Wall Street Still Loves It

Despite the muted stock performance, Wall Street hasn’t backed off. Analyst enthusiasm around Amazon has only grown louder in the past week. Telsey Advisory Group, Goldman Sachs, Jefferies and Scotiabank (TSX:BNS) have all reiterated Buy or equivalent ratings, with Scotiabank calling for a price target of $250. That implies more than 40% upside from Tuesday’s close.

Morgan Stanley still names Amazon a Top Pick and maintains an Overweight rating, even while acknowledging that macro uncertainty has clouded near-term visibility. Though the firm recently lowered its 2026 EPS forecast to $7 and reset its price target at $245, this is still far from where the stock is trading now.

The takeaway is that despite near-term noise, analysts treat Amazon’s weakness as an opportunity, not a warning. Valuation, growth potential, and AI leverage are all cited as reasons for the bullish heading into earnings.

Valuation Is Becoming Hard to Ignore

Bank of America made headlines this week by framing Amazon’s valuation in comparison to Walmart (NYSE:WMT). At 23x 2026 GAAP P/E, Amazon trades directly to Walmart’s 32x multiple at a meaningful discount. Analyst Justin Post argued that macro headwinds have unfairly steered investors toward Walmart despite Amazon’s superior AI potential and the margin upside within its retail and cloud businesses.

He also noted that Amazon’s scale gives it a real edge in a world of rising tariffs. With global logistics locked in and its vast fulfillment network already built out, Amazon may be positioned to gain share if trade tensions disrupt smaller players.

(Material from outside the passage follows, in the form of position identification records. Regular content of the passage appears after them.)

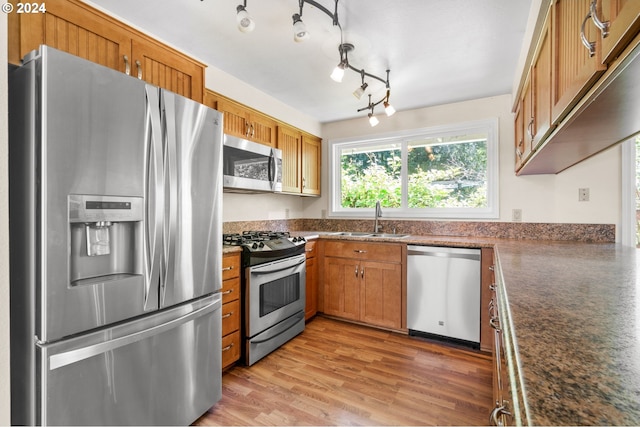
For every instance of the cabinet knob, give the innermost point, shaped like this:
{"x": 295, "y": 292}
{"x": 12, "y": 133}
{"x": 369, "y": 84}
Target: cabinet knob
{"x": 603, "y": 26}
{"x": 127, "y": 66}
{"x": 139, "y": 65}
{"x": 591, "y": 46}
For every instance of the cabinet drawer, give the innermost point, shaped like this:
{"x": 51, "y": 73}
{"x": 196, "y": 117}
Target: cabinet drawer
{"x": 364, "y": 250}
{"x": 310, "y": 249}
{"x": 230, "y": 290}
{"x": 230, "y": 266}
{"x": 230, "y": 348}
{"x": 230, "y": 317}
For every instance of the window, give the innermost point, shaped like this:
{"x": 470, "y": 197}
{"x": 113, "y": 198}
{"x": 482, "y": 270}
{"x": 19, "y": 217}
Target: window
{"x": 442, "y": 172}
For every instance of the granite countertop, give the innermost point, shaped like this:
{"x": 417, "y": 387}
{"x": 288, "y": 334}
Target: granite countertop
{"x": 575, "y": 311}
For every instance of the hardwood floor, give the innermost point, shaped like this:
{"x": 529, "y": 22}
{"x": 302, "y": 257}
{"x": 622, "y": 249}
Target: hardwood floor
{"x": 336, "y": 373}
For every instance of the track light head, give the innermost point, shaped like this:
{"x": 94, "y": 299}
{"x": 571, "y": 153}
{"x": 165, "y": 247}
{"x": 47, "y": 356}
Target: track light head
{"x": 373, "y": 120}
{"x": 300, "y": 32}
{"x": 388, "y": 109}
{"x": 338, "y": 73}
{"x": 246, "y": 24}
{"x": 360, "y": 91}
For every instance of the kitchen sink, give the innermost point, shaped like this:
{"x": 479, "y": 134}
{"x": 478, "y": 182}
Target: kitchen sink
{"x": 365, "y": 234}
{"x": 352, "y": 233}
{"x": 388, "y": 235}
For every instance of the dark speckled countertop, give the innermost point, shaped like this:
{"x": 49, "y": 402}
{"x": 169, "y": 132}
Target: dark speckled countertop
{"x": 575, "y": 319}
{"x": 575, "y": 311}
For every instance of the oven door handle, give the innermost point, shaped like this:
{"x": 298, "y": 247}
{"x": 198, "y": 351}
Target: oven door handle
{"x": 284, "y": 327}
{"x": 278, "y": 269}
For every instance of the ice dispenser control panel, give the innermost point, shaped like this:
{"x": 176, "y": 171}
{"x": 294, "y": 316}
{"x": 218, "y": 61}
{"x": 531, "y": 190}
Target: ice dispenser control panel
{"x": 95, "y": 209}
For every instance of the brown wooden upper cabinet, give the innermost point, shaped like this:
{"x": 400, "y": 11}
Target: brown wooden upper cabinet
{"x": 301, "y": 161}
{"x": 623, "y": 21}
{"x": 79, "y": 29}
{"x": 578, "y": 54}
{"x": 244, "y": 122}
{"x": 580, "y": 42}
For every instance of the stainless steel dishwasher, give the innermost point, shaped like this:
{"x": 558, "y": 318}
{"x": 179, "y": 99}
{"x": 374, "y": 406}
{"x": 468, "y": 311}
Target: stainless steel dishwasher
{"x": 443, "y": 293}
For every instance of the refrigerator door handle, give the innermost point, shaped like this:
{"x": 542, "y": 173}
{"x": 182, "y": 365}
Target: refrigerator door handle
{"x": 170, "y": 228}
{"x": 73, "y": 356}
{"x": 154, "y": 196}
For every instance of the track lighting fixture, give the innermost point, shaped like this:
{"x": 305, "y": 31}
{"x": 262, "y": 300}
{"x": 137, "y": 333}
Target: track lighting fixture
{"x": 246, "y": 24}
{"x": 360, "y": 91}
{"x": 300, "y": 34}
{"x": 388, "y": 109}
{"x": 373, "y": 120}
{"x": 338, "y": 73}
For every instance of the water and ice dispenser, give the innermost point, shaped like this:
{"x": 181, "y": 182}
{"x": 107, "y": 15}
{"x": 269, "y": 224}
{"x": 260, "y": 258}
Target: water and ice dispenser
{"x": 106, "y": 236}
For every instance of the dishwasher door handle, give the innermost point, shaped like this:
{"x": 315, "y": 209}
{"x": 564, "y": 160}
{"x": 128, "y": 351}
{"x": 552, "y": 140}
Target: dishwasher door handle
{"x": 474, "y": 257}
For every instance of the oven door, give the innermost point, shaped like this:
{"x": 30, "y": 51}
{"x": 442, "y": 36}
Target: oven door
{"x": 276, "y": 291}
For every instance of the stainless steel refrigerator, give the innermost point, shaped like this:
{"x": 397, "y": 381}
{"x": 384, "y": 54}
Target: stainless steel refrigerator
{"x": 115, "y": 228}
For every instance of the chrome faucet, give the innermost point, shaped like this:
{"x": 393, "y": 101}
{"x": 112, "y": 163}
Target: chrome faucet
{"x": 378, "y": 214}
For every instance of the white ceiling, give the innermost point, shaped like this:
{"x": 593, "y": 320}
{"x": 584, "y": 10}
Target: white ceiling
{"x": 438, "y": 51}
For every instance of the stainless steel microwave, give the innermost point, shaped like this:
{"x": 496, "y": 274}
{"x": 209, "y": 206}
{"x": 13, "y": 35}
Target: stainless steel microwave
{"x": 250, "y": 167}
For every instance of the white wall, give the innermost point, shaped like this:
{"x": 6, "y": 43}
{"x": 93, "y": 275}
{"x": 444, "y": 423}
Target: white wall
{"x": 542, "y": 198}
{"x": 5, "y": 402}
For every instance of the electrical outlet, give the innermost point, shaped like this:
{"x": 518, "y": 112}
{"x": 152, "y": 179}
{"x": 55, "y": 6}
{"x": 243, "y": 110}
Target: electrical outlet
{"x": 516, "y": 215}
{"x": 583, "y": 194}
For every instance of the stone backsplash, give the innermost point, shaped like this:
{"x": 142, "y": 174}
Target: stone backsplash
{"x": 603, "y": 233}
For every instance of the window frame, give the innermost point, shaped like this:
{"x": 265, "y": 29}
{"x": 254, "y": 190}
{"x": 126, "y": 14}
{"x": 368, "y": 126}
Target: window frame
{"x": 491, "y": 211}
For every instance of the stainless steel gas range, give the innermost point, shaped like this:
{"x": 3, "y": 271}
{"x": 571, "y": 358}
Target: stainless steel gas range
{"x": 273, "y": 283}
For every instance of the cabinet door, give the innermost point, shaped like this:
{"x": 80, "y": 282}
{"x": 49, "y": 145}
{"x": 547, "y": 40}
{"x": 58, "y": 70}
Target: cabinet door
{"x": 342, "y": 288}
{"x": 519, "y": 135}
{"x": 541, "y": 90}
{"x": 235, "y": 118}
{"x": 167, "y": 69}
{"x": 381, "y": 294}
{"x": 289, "y": 141}
{"x": 311, "y": 164}
{"x": 72, "y": 27}
{"x": 623, "y": 17}
{"x": 262, "y": 129}
{"x": 528, "y": 117}
{"x": 575, "y": 69}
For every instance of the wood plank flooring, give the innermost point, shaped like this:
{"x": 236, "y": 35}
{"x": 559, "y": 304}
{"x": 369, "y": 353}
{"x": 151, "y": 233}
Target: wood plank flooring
{"x": 337, "y": 373}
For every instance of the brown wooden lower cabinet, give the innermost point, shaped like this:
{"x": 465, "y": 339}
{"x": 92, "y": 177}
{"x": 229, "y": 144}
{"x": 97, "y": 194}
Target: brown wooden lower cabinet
{"x": 230, "y": 349}
{"x": 231, "y": 309}
{"x": 364, "y": 282}
{"x": 311, "y": 288}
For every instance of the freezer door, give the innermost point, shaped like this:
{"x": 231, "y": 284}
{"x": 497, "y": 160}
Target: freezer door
{"x": 77, "y": 129}
{"x": 164, "y": 369}
{"x": 192, "y": 230}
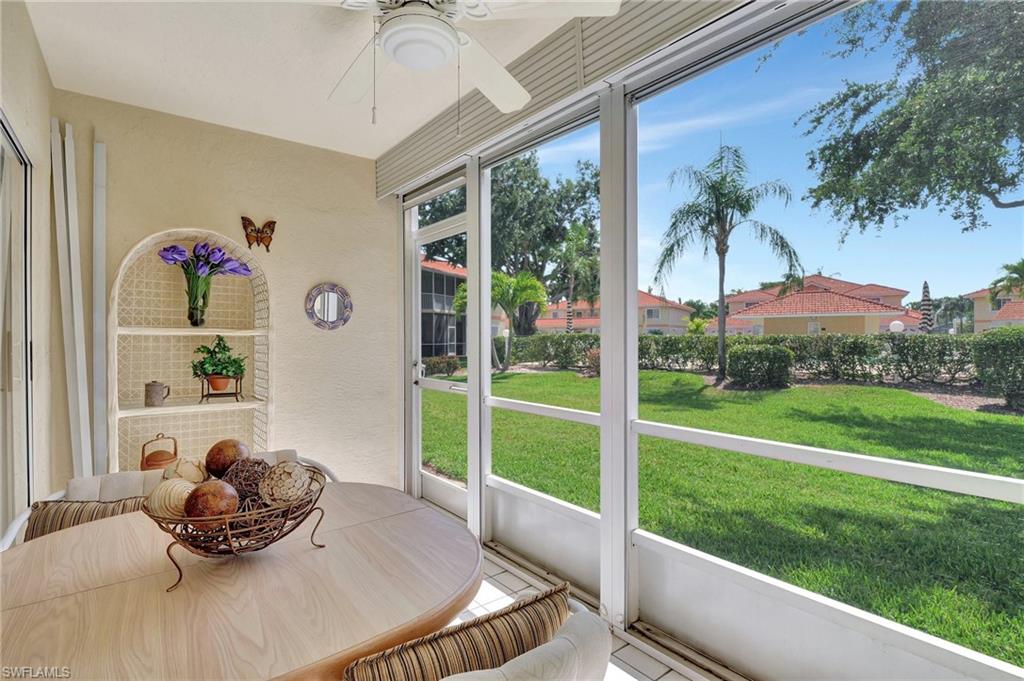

That P/E discount is hard to ignore, especially when paired with a stock that is now trading around levels last seen in 2020. With so much of the downside already priced in, the risk-reward heading into next week’s report could be favorable.

Mixed Signals From AWS and Macro Jitters

Still, the concerns haven’t vanished. Over the weekend, Wells Fargo noted that Amazon Web Services (AWS) has paused some leasing discussions for data centers, especially internationally. While not a deal-breaker on its own, the move adds to a sense of cautious positioning in one of Amazon’s highest-margin businesses.

Analyst Eric Luebchow noted that this pause is similar to what’s being seen elsewhere in the industry as companies digest aggressive leasing activity from the past year. While it doesn’t imply cancellations, the optics aren’t great for those looking for signs of acceleration.

More broadly, macro uncertainty continues to weigh on sentiment. Higher interest rates, trade concerns, and general caution toward mega-cap tech have left Amazon somewhat out of favor. Even with analysts backing it, the stock hasn’t gained meaningful traction, which could change quickly if next week’s earnings reset the narrative.

Earnings Could Be the Catalyst

With Amazon reporting earnings next week, the clock is ticking to resolve this range. The company has a solid history of outperforming expectations, and another strong print could force short-covering and reinvigorate institutional interest.

A weaker-than-expected number, however, might cement the current malaise for longer.

The stock has now been grinding along at 2020-era price levels, with bulls unable to break higher and bears unable to push it lower. With analyst sentiment solidly in the bull camp, next week could bring the clarity both sides have been waiting for.

Amazon is stuck in neutral, but not for lack of support. Analysts continue to pound the table, and valuation metrics are starting to flash cheaply. The problem has been follow-through; buyers just haven’t shown up in force yet. That could be about to change.